[<prev] [next>] [<thread-prev] [thread-next>] [day] [month] [year] [list]
Message-ID: <CAPQyPG7MQPmekvXZdMTQ9Z=4HqPfG3xQbjstO2e_hatSYSyV4w@mail.gmail.com>
Date: Mon, 19 Dec 2011 17:37:14 +0800
From: Nai Xia <nai.xia@...il.com>
To: Hugh Dickins <hughd@...gle.com>
Cc: Andrew Morton <akpm@...ux-foundation.org>, Jan Kara <jack@...e.cz>,
Dave Chinner <david@...morbit.com>,
Mel Gorman <mgorman@...e.de>, linux-kernel@...r.kernel.org,
linux-mm@...ck.org
Subject: Re: [PATCH] radix_tree: take radix_tree_path off stack
On Mon, Dec 19, 2011 at 4:20 PM, nai.xia <nai.xia@...il.com> wrote:
>
>
> On 2011年12月19日 14:41, Hugh Dickins wrote:
>>
>> Down, down in the deepest depths of GFP_NOIO page reclaim, we have
>> shrink_page_list() calling __remove_mapping() calling __delete_from_
>> swap_cache() or __delete_from_page_cache().
>>
>> You would not expect those to need much stack, but in fact they call
>> radix_tree_delete(): which declares a 192-byte radix_tree_path array
>> on its stack (to record the node,offsets it visits when descending,
>> in case it needs to ascend to update them). And if any tag is still
>> set [1], that calls radix_tree_tag_clear(), which declares a further
>> such 192-byte radix_tree_path array on the stack. (At least we have
>> interrupts disabled here, so won't then be pushing registers too.)
>>
>> That was probably a good choice when most users were 32-bit (array
>> of half the size), and adding fields to radix_tree_node would have
>> bloated it unnecessarily. But nowadays many are 64-bit, and each
>> radix_tree_node contains a struct rcu_head, which is only used when
>
>
> Can rcu_head in someway unionized with radix_tree_node->height
> and radix_tree_node->count? count is always referenced under lock
> and only the first node's height is referenced during lookup.
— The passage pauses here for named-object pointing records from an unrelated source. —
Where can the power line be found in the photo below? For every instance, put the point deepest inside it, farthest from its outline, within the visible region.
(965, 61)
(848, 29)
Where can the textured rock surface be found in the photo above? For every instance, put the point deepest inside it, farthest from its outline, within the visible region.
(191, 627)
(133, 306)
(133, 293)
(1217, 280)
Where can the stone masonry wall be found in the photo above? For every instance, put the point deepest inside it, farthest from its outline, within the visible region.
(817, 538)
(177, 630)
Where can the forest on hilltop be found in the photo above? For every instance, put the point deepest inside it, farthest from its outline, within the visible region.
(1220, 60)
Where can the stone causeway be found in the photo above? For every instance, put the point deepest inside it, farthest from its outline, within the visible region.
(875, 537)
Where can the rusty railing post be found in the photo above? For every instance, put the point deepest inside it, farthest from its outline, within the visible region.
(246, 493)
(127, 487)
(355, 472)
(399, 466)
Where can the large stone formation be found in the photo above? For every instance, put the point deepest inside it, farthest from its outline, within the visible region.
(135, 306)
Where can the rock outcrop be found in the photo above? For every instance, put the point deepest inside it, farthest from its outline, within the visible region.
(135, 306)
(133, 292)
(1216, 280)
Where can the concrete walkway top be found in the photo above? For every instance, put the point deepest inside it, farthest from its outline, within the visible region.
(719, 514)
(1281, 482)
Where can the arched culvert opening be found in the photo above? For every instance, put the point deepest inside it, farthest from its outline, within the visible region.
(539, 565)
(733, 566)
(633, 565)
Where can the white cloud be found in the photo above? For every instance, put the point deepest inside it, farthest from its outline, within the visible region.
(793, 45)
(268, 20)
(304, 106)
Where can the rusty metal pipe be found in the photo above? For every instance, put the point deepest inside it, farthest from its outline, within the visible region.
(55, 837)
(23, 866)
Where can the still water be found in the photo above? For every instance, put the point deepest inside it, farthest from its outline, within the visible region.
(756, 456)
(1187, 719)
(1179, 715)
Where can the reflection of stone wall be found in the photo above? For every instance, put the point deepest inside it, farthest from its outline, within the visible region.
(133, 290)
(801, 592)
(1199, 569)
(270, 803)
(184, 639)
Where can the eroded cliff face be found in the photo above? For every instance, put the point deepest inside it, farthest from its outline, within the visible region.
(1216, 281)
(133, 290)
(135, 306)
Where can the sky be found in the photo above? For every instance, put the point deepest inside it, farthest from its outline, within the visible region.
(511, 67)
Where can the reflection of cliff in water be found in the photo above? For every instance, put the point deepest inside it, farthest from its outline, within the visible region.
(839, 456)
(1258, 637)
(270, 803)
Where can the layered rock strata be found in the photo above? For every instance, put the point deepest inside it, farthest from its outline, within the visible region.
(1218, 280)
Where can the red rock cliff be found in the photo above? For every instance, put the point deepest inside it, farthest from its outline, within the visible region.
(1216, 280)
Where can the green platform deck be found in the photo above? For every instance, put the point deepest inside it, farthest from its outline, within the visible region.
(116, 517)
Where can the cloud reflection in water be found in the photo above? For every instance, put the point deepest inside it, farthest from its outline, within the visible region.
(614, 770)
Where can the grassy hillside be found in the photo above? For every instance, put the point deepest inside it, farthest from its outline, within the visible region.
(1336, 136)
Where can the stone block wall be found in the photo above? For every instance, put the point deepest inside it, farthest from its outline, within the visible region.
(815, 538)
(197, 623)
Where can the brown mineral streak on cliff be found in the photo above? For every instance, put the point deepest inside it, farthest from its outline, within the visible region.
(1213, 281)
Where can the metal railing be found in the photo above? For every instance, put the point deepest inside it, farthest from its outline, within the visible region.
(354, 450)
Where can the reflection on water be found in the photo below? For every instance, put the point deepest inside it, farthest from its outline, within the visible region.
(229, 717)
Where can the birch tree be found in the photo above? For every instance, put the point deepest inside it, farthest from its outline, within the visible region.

> Seems like if we atomically set root->rnode to NULL, before
> freeing the last node, we can ensure a valid read of the
> radix_tree_node->height when lookup by following it with
> a root->rnode == NULL test.
>
> I am not very sure of course, just a naive feeling.
And besides, I think maybe there were another few ways if
we really care about the stack usage of radix_tree_path,
e.g.
1. We can make radix_tree_path.offset compact to u8
which is enough to index inside a node.
2. We can use dynamic array on stack instead of
RADIX_TREE_MAX_PATH, I think for most cases
this may save half of the space
3. Take benefit of radix_tree_path array already
traveled down to clear the tags instead of calling
a radix_tree_tag_clear with full array.
I am not speaking of the negatives of your patch
, just some alternatives for your reference.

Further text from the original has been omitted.